Presidents Kennedy and Johnson deepened our commitment to a military adventure in Vietnam in the 1960s that also went badly. Americans turned to another Republican to find “peace with honor,” to use Richard Nixon’s own words. Democrats had turned against the war. Nixon prolonged the war, and in the process gained the support of Americans who supported strong military action. Vietnam flipped the images of the two parties. Citizens began to see the Republicans as the party supporting strong military actions to promote American interests.
Americans who favored military actions against nations that we saw as threats moved to the Republican Party. This helped Republicans in the South, where many military bases are located and where many military veterans retire. Ronald Reagan’s build-up of the military in the 1980s and George W. Bush’s strong military response after 9/11 continued to reinforce these trends.

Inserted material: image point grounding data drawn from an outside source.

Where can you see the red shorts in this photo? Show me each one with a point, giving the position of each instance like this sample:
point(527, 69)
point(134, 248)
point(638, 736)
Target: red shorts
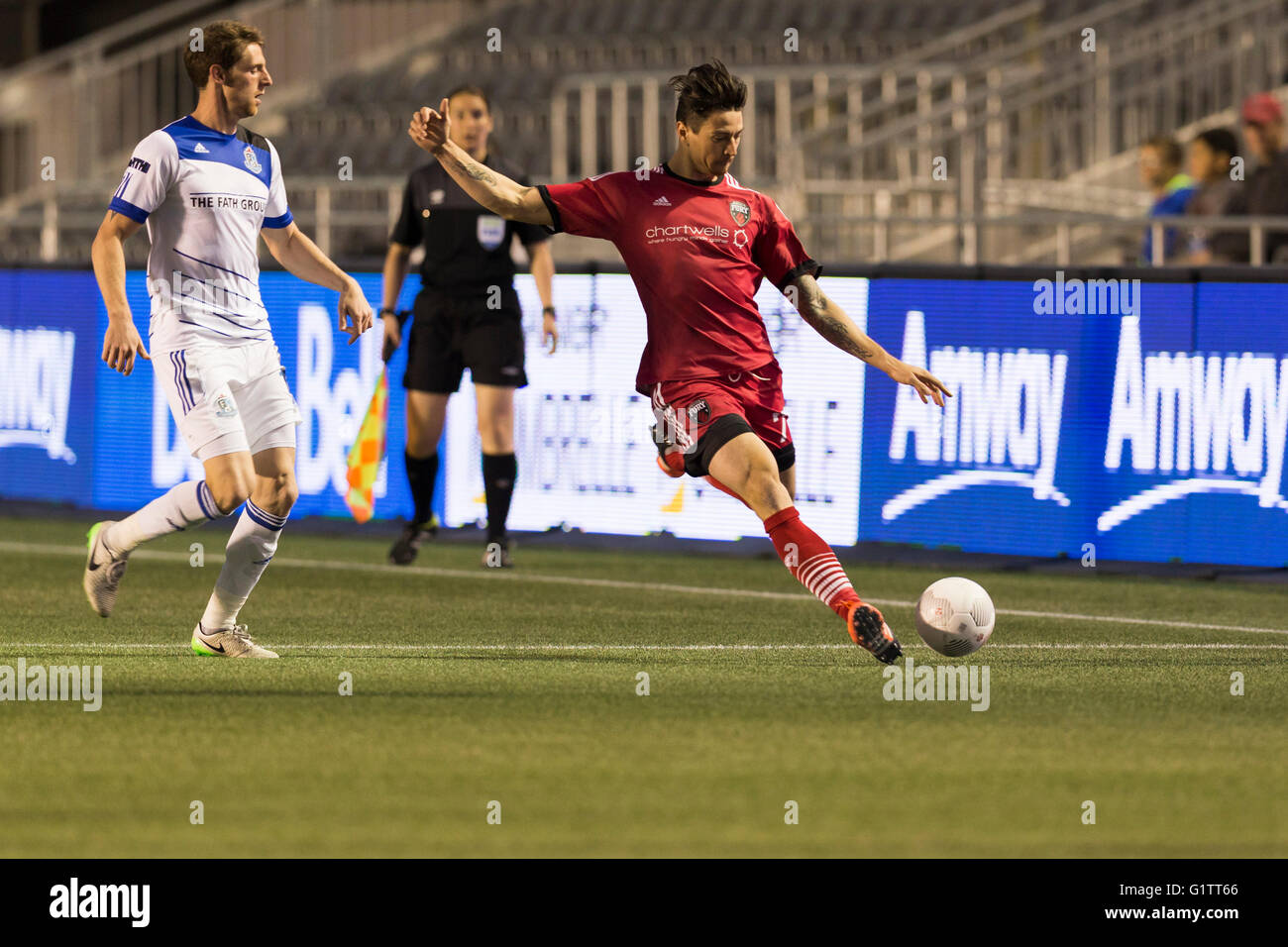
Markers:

Together these forces shifted the political balance of power. Democrats still had more identifiers than Republicans, but the margin of difference was close enough so that short term issues and personalities could win or lose the elections for either party. Republicans were strongest in the South and in some of the rural mountain states that had a lot of land but few people. Democrats were strongest in the Northeastern seaboard and the Pacific coast. You may have seen maps of Democratic blue states and Republican red states. The two parties were reflecting cultural differences among the regions of the nation. Whichever party won border states that had more cultural diversity (Ohio, Illinois, Pennsylvania, and Florida—sometimes called purple states) usually won national elections.
E. Future Changes?
Current trends and unknown future crises will certainly make a difference in the American party system. The percentage of people who do not associate themselves with either major party, the independents, is significantly higher than a few decades ago. They may remain independents, but some crisis could move them to one party or the other.
Political scientists have been looking for a new realignment for decades now. We may have come close in the early 1970s when Nixon was extremely popular, but his misdeeds in the Watergate scandal did great damage to the Republican Party. One could say the same for the Democrats in the late 1990s.Clintonmaintained the peace and brought prosperity, but was undone by personal failures rather than political failures. Democratic candidates across the nation suffered as a result. Bush’s failure to successfully address the crises of 9/11 by overextending the American military and the economic recession of 2008 squandered another opportunity for realignment. President Obama had that same opportunity handed off to him.
Changing demographics in the nation might have a long term effect in favor of the Democratic Party. Minority groups have tended to be more Democratic in identification over the last half century, and minority groups, especially Hispanics, are growing in their proportion of the population. Assuming current trends continue, Hispanics along with other minorities as well a growing number of people who consider themselves multi-ethnic, will create in the years to come a nation that is comprised of a majority of minorities. Single working females, who tend to identify more with and vote more for Democrats than Republicans (creating something called the gender gap), are a growing part of the population. Whites, who tend toward Republican identifications, will become a minority. According to U.S. Census projections, “non-Hispanic whites,” who are currently about three fourths of the population, will fall to about half of the population. In short, Republicans cannot count on winning national elections with only white votes in the not too distant future.